Although an effective method, environmental surveillance could still be ‘hit or miss’. In 2014, the addition of digital elevation modelling made it much more precise. It works by using three-dimensional maps that help teams adjust the location of sample collections to yield better results. The modelling also pinpoints with greater accuracy which areas might be affected if a sample tests positive for polioviruses. 


Particularly helpful in isolating circulating vaccine-derived polio (cVDPV), digital elevation modelling has recently been used successfully in four cities in Angola, where there are repeated outbreaks, prompting vaccination teams to respond quickly. During an outbreak of cholera in South Sudan, the technology was also successfully used to identify the area in which children needed to be vaccinated, allowing the targeted rollout of oral cholera vaccines.

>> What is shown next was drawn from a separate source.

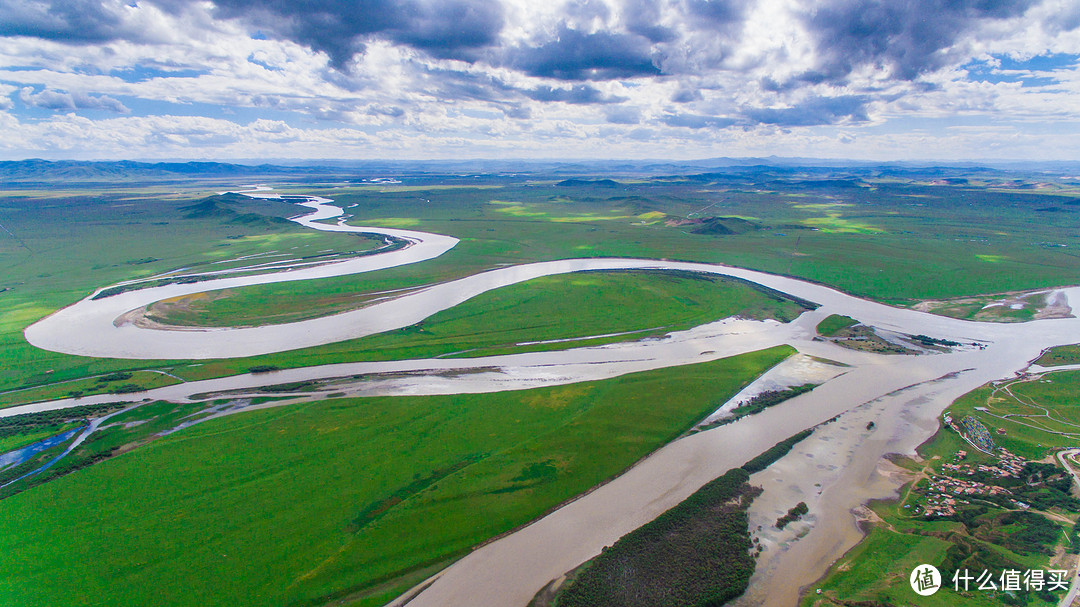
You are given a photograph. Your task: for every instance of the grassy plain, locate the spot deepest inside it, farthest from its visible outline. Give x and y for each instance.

As wild poliovirus is eradicated and funding reduces, environmental surveillance – which is highly sensitive – will be a core tool in detecting cVDPVs.

Vaccinators in Juba prepare for a vaccination campaign during a national immunization day campaign targeting 3.7 million children in South Sudan, 2017. ©️ UNICEF

5. eLQAS – electronic tracking of vaccination campaign quality

Since 2008, various quality assessments have been introduced to the African region’s polio programme. The most important of these are lot quality assurance sampling (LQAS) surveys, which measure the quality and approximate coverage of supplementary immunization activities and highlights where and why children are missed. As with other data collection, this used to be done by hand. Each stage the data passed through, there was also an additional risk of human error. 


Electronic questionnaires avoid these shortfalls. Programmed onto smartphones, eLQAS is used to identify areas and households that are missed during immunization campaigns. In 2013, when eLQAS was used during supplementary vaccination campaigns in South Sudan, the results gave a much faster, more detailed analysis than previous paper-based LQAs. This information was then used to conduct mop-up campaigns and improve subsequent campaign quality.